Last year I went through our electronic run forms and calculated my stats for the year. I have done the same again this year. Here are the 2010 results with (2009) in parenthesis. I did not include the calls I did with the commercial ambulance who came into town when I did not have a volunteer partner. Since I used their run forms, I have no accessible record of them. I would guess I did no more than 10-15 ALS calls with them, and do not recollect doing anything particularly unusual with them.
Observations from the data below:
I had by far my fewest annual number of intubations ever. My three ROSCs all came from PEA/asystole thanks to epi and good CPR. All three died in the ICU. I continued my concerted emphasis on pain management and comfort care. I increased my use of Solumedrol and also used Magnesium for severe asthma for the first time (It worked great!) Other than that, it was pretty much business as usual here in town.
451 Calls (466)
153 (156) Calls where medication was given
6 “Workable” cardiac arrests (all medical) (9)
3 ROSC (3)
0 Survivors to hospital discharge (0)
4 intubations (8)
2 LMAs (2)
0 defibrillations (2)
Zofran – 49 (41)
Morphine – 43 (37)
ASA – 28 (36)
Nebs (DuoNeb, Albuterol) – 26 (21)
NTG – 20 (27)
D50 – 12 (19)
Solumedrol – 11 (7)
Atropine – 6 (11)
Epi 1: 10,000 – 6 (9)
Benadryl – 5 (4)
Cardizem – 3 (3)
Ativan – 2 (3)
Narcan – 2 (1)
Dopamine – 2 (1)
Metoprolol – 2 (0)
Versed – 2 (0)
Adenosine – 1 (2)
Epi 1:1000 – 1 (1)
Magnesium – 1 (0)
Tylenol – 1 (0)
Did not use: Amiodarone (2), Bicarb (1), Calcium, Tetracaine, Haldol, Vasopressin, Lidocaine, Lasix, Torodol
I am sure there are more sophisticated ways to data mine, here is what I did. Ran total number of calls. Ran total number of calls where medication was given. I then reviewed each medication call and tallied the meds I gave. The results below represent meds per unique patient. I may have given a patient three squirts of Nitro, but I tallied it as 1. As tallied above I gave Nitro to 20 different patients. I did not count oxygen or saline as drugs.
Every medic’s experience is going to be different based on the type of service they operate in, their medical control, the hours they work and the population served.

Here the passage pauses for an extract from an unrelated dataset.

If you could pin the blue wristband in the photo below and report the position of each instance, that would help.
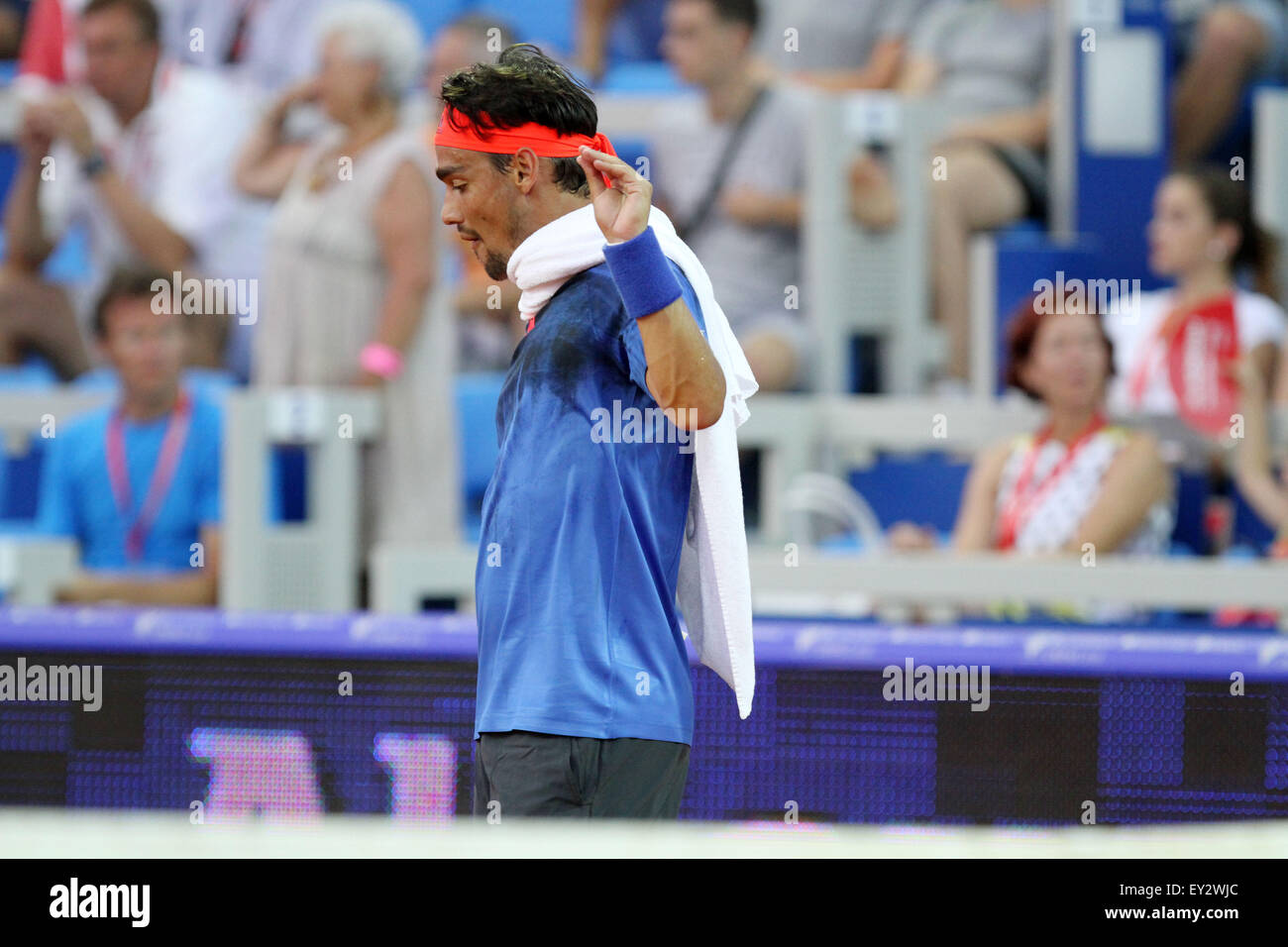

I work in a one-medic in one-primary ambulance system (I get the first call and if I am on a call, the next call goes to the backup commercial service. Once I am available, I get the next call again) in a urban/suburban town (bordering the city) 26 square miles with a resident population of 20,000 according to the 2000 census. 54% African-American, 40% white, 6% other. 1 out of five people are over 65. (A few years ago when we were only inputting demographic and dispatch time information into a computer, I ran a query that showed the average age of our patients was 69. I don’t know how to do that with our new software). There are two “luxury” retirement communities with convalescent homes attached and three stand-alone (non-luxurious) convalescent homes which together represented 19% of my calls. There are many doctor’s offices, and good amount of industry, ranging from insurance companies to a helicopter plant. The population is a mix of lower middle class and middle class, although there are a few upper middle class and wealthy neighborhoods on the north and west sides of town. We transport to four different hospitals with transport times from 10-30 minutes. I worked 40 hours a week Sunday 6-18, Monday 6-18, Tuesday, 6-22 (sometimes Saturday 6-22 instead of Tuesday). Weekdays are much busier than weekends. I took some vacation and days off and worked no overtime. We do no scheduled transfers (although many of the calls I did we call “emergi-fers” calls from nursing homes going to the ED for routine reasons where 911 was called).
Note: I have also been tracking meds given by one of the services I oversee. Here are the top ten meds they gave this year: ASA, Zofran, NTG, Nebs(DuoNeb and Albuterol), Morphine/Fentanyl, D50, atropine, epi 1;10,000, Solumedrol, Benadryl. The same ten as mine, although in slightly different order.